The issue of reforming the pretrial detention system has been one of the main points of societal and political debate in the past two years. Thousands of innocent citizens have been held in prolonged open-ended pretrial detention due to the expansion in the interpretation of pretrial detention clauses and  and the application of this inherently flawed clause of the CPC by some circuits during the first stage of trial – not even in the stage of appeal or retrial as mentioned in the article. EIPR stresses that this partial, interim amendment will not address the crisis of pretrial detention that has been going on for a decade. EIPR reiterates previous calls for a comprehensive amendment of all the articles regulating pretrial detention in order to prevent its use as a tool for punishing dissent.

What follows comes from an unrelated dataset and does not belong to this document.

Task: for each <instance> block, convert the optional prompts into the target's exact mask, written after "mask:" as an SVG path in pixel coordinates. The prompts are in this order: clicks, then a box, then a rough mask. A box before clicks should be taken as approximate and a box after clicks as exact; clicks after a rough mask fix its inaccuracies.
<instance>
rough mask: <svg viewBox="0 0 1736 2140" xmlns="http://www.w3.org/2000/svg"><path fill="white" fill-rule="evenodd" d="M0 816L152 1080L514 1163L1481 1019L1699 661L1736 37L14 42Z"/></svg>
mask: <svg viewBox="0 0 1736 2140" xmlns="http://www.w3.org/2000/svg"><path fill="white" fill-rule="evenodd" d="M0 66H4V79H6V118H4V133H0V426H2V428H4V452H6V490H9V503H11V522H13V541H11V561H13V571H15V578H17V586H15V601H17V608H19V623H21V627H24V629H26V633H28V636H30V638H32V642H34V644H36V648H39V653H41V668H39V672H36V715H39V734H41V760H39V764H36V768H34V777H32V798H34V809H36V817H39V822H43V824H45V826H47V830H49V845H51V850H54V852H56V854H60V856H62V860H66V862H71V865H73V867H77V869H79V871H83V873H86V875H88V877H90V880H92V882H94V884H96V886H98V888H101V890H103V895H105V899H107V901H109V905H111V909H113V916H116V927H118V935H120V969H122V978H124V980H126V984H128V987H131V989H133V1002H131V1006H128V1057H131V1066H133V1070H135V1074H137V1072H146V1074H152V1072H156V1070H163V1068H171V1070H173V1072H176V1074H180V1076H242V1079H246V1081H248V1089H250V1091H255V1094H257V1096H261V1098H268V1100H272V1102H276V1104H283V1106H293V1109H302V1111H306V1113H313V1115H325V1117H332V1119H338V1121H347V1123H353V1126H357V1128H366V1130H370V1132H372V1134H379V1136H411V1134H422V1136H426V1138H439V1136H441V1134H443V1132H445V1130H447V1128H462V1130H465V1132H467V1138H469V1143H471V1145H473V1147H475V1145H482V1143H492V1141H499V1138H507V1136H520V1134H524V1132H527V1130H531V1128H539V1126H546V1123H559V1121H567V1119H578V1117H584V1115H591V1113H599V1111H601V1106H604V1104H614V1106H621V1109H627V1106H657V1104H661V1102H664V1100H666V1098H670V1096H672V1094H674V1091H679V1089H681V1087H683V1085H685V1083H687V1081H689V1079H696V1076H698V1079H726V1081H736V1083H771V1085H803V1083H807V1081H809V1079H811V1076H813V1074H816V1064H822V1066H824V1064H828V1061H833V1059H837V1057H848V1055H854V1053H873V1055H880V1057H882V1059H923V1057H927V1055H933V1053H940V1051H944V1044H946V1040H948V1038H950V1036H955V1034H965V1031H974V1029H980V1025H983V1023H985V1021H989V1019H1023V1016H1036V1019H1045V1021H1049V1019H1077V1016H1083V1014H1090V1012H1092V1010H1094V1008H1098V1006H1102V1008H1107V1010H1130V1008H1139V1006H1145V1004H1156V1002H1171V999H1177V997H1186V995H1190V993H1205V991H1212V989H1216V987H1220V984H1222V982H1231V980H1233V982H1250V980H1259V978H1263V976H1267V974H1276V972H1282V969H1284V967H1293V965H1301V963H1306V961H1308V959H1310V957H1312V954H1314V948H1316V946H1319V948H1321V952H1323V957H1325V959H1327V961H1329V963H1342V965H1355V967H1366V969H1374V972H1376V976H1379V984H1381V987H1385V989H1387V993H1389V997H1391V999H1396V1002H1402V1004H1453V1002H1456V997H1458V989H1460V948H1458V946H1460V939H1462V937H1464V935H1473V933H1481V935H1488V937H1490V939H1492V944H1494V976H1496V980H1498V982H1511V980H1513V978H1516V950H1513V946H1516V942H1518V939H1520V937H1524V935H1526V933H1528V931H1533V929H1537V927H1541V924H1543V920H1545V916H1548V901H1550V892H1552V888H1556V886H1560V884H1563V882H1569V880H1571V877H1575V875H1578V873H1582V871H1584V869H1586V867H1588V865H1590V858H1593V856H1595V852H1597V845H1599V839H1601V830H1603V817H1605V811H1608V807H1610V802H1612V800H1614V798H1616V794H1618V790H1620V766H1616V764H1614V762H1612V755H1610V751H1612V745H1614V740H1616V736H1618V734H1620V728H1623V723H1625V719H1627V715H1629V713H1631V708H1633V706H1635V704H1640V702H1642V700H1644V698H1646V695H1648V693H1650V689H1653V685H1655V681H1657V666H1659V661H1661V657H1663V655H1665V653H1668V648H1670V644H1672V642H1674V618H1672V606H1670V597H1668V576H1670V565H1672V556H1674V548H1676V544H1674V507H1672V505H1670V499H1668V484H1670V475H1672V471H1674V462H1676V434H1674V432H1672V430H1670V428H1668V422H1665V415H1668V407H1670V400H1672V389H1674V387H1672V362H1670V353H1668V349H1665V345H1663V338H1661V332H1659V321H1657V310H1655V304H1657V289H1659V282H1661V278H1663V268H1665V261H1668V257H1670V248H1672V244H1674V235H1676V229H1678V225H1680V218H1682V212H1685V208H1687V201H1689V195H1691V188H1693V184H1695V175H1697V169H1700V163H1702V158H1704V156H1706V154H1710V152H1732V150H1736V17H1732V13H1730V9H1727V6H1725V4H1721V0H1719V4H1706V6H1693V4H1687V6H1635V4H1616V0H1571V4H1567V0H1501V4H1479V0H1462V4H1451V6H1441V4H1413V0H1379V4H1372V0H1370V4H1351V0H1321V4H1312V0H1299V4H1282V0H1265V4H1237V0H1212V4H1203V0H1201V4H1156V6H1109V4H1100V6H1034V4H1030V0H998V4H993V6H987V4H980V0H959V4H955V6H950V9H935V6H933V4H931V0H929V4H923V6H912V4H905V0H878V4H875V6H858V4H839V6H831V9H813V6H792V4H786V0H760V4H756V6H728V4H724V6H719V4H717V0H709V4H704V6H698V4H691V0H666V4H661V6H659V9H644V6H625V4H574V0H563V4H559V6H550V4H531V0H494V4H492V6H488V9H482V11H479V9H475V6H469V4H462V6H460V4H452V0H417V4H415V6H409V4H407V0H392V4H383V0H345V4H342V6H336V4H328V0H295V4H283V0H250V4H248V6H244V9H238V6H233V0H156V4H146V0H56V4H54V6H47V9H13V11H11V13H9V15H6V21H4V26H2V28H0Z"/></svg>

EIPR is concerned over not allowing enough time for discussing this important bill, as well as the uncertainty of implementing it in practical terms. It is mostly concerned that this scenario might recur when drafting the most important bill relevant to the justice system, namely the new Criminal Procedures Codebill, which is being drafted as a proposed replacement for the current CPC,  for the first time since  its issuance in 1950. A joint parliamentary government committee is currently working on the new code in secrecy, releasing infrequent brief statements that do not carry sufficient information. EIPR renews its call for holding public meetings on the code with rights activists, lawyers, judges, experts, representatives of former prisoners, victims of crime, and other interested parties and stakeholders; as the Code of Criminal Procedures is the cornerstone of the entire criminal litigation system.